Can’t say it any better than eponymous—those strategies are excellent.
Bookmarking particular success threads for repeated reading can keep you going. It’s a way of keeping sight of a distant goal, because others no different than you did get there, and no matter the magnitude of their gains, it all happened just one day at a time. Two years from now is going to come whatever you do or don’t do, so try to fit in PE workouts as a matter of course in your weekly life.
Logging workouts is a neat little mind-game helper. Just marking down that a session was completed is a reward in itself, especially on days when it’s a struggle to get started. No need to write a novel. Keep it super simple. Just note that your usual routine got done that day. Once you get into a groove and are more disciplined, once weekly or even monthly notes are enough. Then, when you change things up, don’t forget to record that for later reference.
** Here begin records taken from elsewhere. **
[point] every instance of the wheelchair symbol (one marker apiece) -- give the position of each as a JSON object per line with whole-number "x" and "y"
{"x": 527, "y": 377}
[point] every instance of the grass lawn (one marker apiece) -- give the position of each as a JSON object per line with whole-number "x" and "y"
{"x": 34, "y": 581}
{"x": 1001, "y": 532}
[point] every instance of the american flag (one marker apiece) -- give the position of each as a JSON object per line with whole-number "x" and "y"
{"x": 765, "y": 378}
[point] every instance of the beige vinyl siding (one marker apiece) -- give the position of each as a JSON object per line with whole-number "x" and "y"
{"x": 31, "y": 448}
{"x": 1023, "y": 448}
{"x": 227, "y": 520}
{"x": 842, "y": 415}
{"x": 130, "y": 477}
I don’t log online. My solution was a cheap, shirt pocket-sized notebook. It has my beginning measures right on the first page, with occasional updates along the way (no memory required, which is good for me these days).
Don’t measure too often. Serious gains tend to be insufferably gradual. Monthly measures are lots. Three or four times a year would be better, if you can hold off that long. But do some serious measuring at the start to perfect your measuring technique. Sloppy measuring won’t help you much to determine if your routine is working for enlargement. Sucks to have to guess about that.
It’s good to have goals, but when the end game can be so long off, then reducing your thinking to the daily level brings the mountain down to size. Some days I really look forward to doing my PE stuff. Other days the best part is just getting finished, but I always feel good about completing one more workout.
Always keep in mind that sometimes gains remain elusive for months, then begin to appear in subsequent months, even with no routine changes. Who knows why, but it does happen and has been noted by others in the past. You may not see anything measurable after 3 months, but during the next 3 that could all change.
Learning to love the process itself, and sort of putting the desire for more length and/or girth in the mental background, helps make actually doing the routine 3, 4, or 5 days a week easier. If you do jelqs, really slow down and focus on perfecting everything about it. Make every stretch as good as possible. Center your mind on everything about the workout when you’re in it, and the time just passes and there you are—another session done; another session closer to your PE retirement.